McKinsey’s research indicates that the highest value comes from deploying automation across functions, not in silos. What strategies can an organization use to encourage this? How can a success story in finance, for example, be leveraged to inspire adoption in HR or operations?
Breaking down those silos is essential for moving from isolated wins to enterprise-level transformation. The most effective strategy is to create a formal “Center of Excellence” or CoE, whose job is not just to build automations but to be an evangelist for them. When the finance team has a huge win—let’s say they automate their entire account reconciliation process and reduce the month-end close by three days—the CoE’s job is to shout it from the rooftops. They don’t just send an email; they create a professional case study with hard numbers. They host a “lunch-and-learn” where the finance process owner presents their journey. Then, they proactively go to leaders in HR and Operations and say, “We did this for Finance. We saw a 40% reduction in manual effort. What is your equivalent of account reconciliation? Let’s find it and do it again.” By actively marketing internal successes and providing a clear path for other departments to replicate them, you create a flywheel of adoption that naturally crosses functional lines.

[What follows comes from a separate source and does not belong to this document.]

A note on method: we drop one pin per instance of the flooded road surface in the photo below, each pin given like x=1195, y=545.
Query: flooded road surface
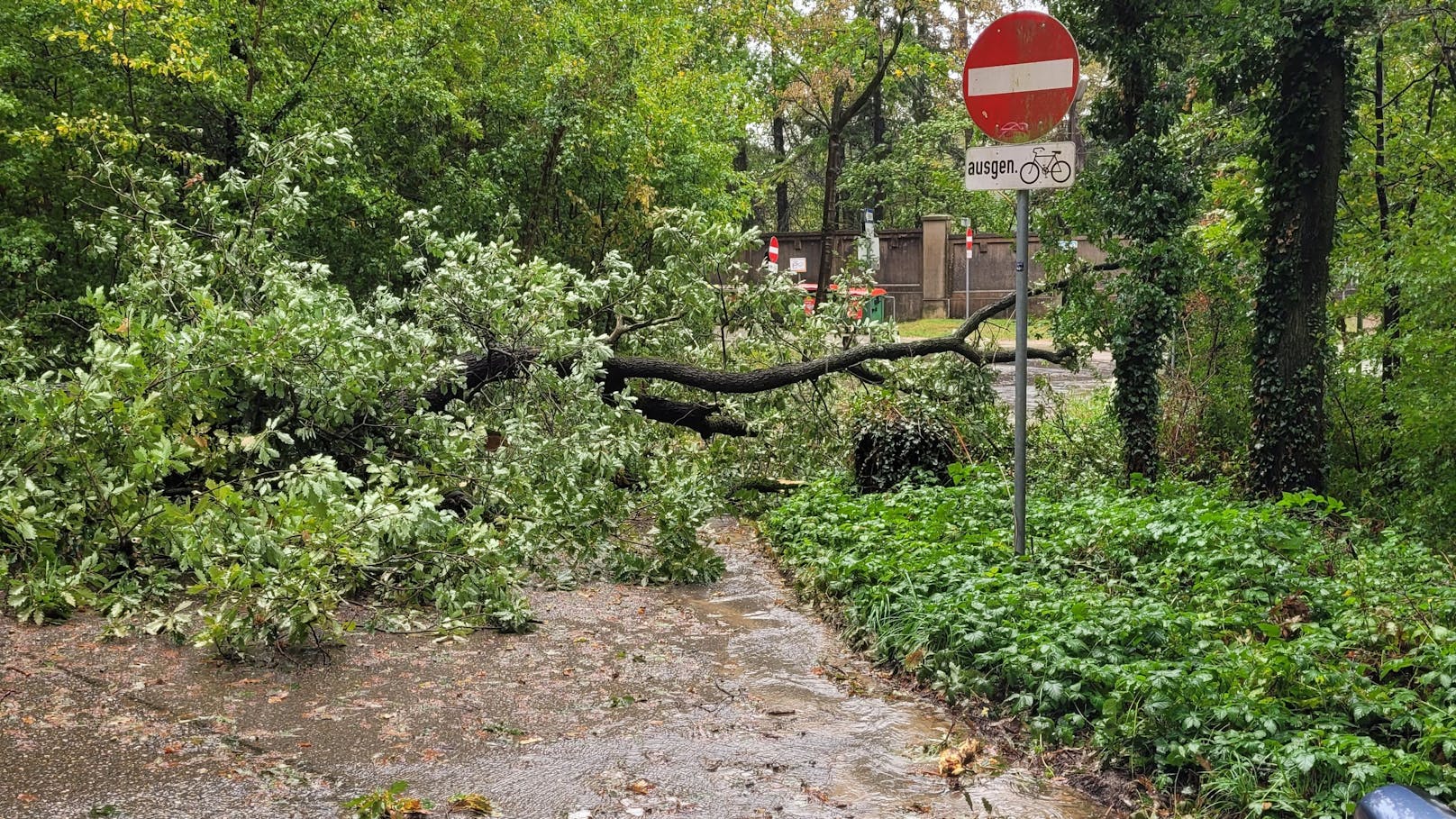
x=721, y=701
x=1096, y=372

The final sign of readiness is treating IA as a long-term capability. What does this look like from an operational standpoint? How do mature organizations structure their teams and governance to ensure continuous improvement, rather than having automation efforts fizzle out after a project ends?
This is the ultimate shift from doing projects to building a muscle. Operationally, it means automation is no longer funded by one-off project budgets. Instead, there’s a permanent, dedicated budget for the Automation CoE, just like any other business department. The team structure is stable, with roles for developers, business analysts, and continuous improvement experts. Governance becomes embedded in the normal operating rhythm of the business; quarterly business reviews, for example, will have a standing agenda item on the automation pipeline and the performance of existing bots. Most importantly, the mindset changes. High-performing organizations, as the PEX Network report shows, don’t ask, “When is the automation initiative over?” They ask, “Our bots saved us 20,000 hours last year; what’s our target for next year, and which processes will get us there?” It becomes an endless cycle of identifying, automating, and improving—an integral part of how the company operates and competes.
Do you have any advice for our readers?
My single biggest piece of advice is to resist the temptation to lead with technology. The success of your intelligent automation journey will be determined long before you select a vendor. Focus first on your foundations. Get obsessed with understanding and standardizing your core processes. Invest in the unglamorous but essential work of improving your data quality. Most importantly, bring your people along on the journey from day one. Communicate openly, invest in their skills, and celebrate them as the heroes who are driving this transformation. If you build a strong foundation of process, data, and people, the technology will be an incredible accelerator. If you don’t, it will just be an expensive disappointment.